The 1954–55 Oklahoma Sooners men's basketball team represented the University of Oklahoma in the 1954–55 NCAA men's basketball season college basketball season as a member of the Big Seven Conference. The Sooners finished the season with a 3–18 overall record, and finished last in the Big Seven Conference with a 1–11 conference record. They were coached by Bruce Drake in his sixteenth season as head coach of the Sooners. They played their home games at McCasland Field House in Norman, Oklahoma.

==1955–56 season==

The 1955–56 Oklahoma Sooners men's basketball team represented the University of Oklahoma in the 1955–56 NCAA men's basketball season college basketball season as a member of the Big Seven Conference. The Sooners finished the season with a 4–19 overall record, and finished last in the Big Seven Conference with a 1–11 conference record. They were coached by Doyle Parrack in his first season as head coach of the Sooners. They played their home games at McCasland Field House in Norman, Oklahoma.

==1956–57 season==

The 1956–57 Oklahoma Sooners men's basketball team represented the University of Oklahoma in the 1956–57 NCAA University Division men's basketball season college basketball season as a member of the Big Seven Conference. The Sooners finished the season with an 8–15 overall record, and finished last in the Big Seven Conference with a 3–9 conference record. They were coached by Doyle Parrack in his second season as head coach of the Sooners. They played their home games at McCasland Field House in Norman, Oklahoma.

==1957–58 season==

The 1957–58 Oklahoma Sooners men's basketball team represented the University of Oklahoma in the 1957–58 NCAA University Division men's basketball season college basketball season as a member of the Big Eight Conference. The Sooners finished the season with a 13–10 overall record, and finished tied for fourth in the Big Eight Conference with a 5–7 conference record. They were coached by Doyle Parrack in his third season as head coach of the Sooners. They played their home games at McCasland Field House in Norman, Oklahoma.

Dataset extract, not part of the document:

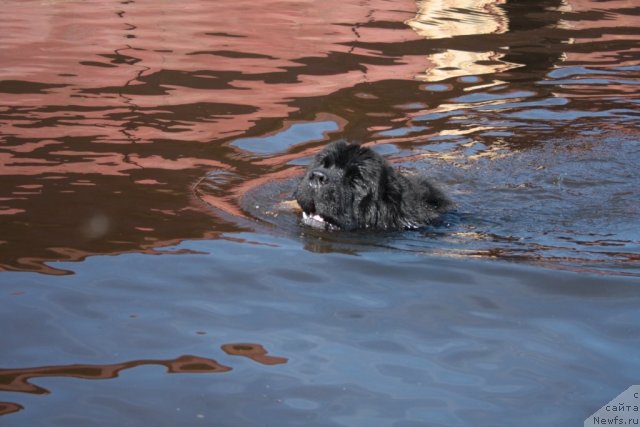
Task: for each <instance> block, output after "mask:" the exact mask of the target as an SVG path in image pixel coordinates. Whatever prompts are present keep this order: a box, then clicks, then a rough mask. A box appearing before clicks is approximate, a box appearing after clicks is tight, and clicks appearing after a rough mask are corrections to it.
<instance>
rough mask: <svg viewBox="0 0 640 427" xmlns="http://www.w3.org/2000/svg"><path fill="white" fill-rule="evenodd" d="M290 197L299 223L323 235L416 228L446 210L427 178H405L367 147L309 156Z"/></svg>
mask: <svg viewBox="0 0 640 427" xmlns="http://www.w3.org/2000/svg"><path fill="white" fill-rule="evenodd" d="M293 196H294V198H295V199H296V200H297V202H298V204H299V205H300V208H301V209H302V222H303V223H304V224H306V225H309V226H312V227H315V228H321V229H326V230H335V229H339V230H357V229H372V230H401V229H415V228H420V227H423V226H426V225H429V224H431V223H433V221H434V220H436V219H437V218H438V217H439V216H440V214H442V213H443V212H444V211H445V210H447V209H448V208H450V207H451V202H450V201H449V200H448V199H447V197H446V196H445V195H444V193H443V192H442V190H440V189H439V188H437V187H436V186H434V185H433V184H432V183H430V182H429V181H428V180H427V179H426V178H424V177H420V176H412V175H404V174H402V173H400V172H398V171H397V170H396V169H394V168H392V167H391V166H390V165H389V164H388V163H387V162H386V161H385V160H384V159H383V158H382V157H381V156H380V155H379V154H377V153H376V152H374V151H373V150H371V149H370V148H367V147H362V146H360V145H357V144H348V143H346V142H342V141H339V142H334V143H332V144H330V145H328V146H327V147H326V148H325V149H324V150H322V151H321V152H320V153H319V154H318V155H316V156H315V157H314V159H313V161H312V162H311V164H310V165H309V168H308V170H307V172H306V173H305V175H304V177H303V178H302V180H301V181H300V183H299V184H298V186H297V188H296V190H295V193H294V195H293Z"/></svg>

===NBA draft selections===

| Round | Pick | Player | NBA club |
|---|---|---|---|
| 6 | 44 | Joe King | New York Knicks |

==1958–59 season==

The 1958–59 Oklahoma Sooners men's basketball team represented the University of Oklahoma in the 1958–59 NCAA University Division men's basketball season college basketball season as a member of the Big Eight Conference. The Sooners finished the season with a 15–10 overall record, and finished second in the Big Eight Conference with a 9–5 conference record. They were coached by Doyle Parrack in his fourth season as head coach of the Sooners. They played their home games at McCasland Field House in Norman, Oklahoma.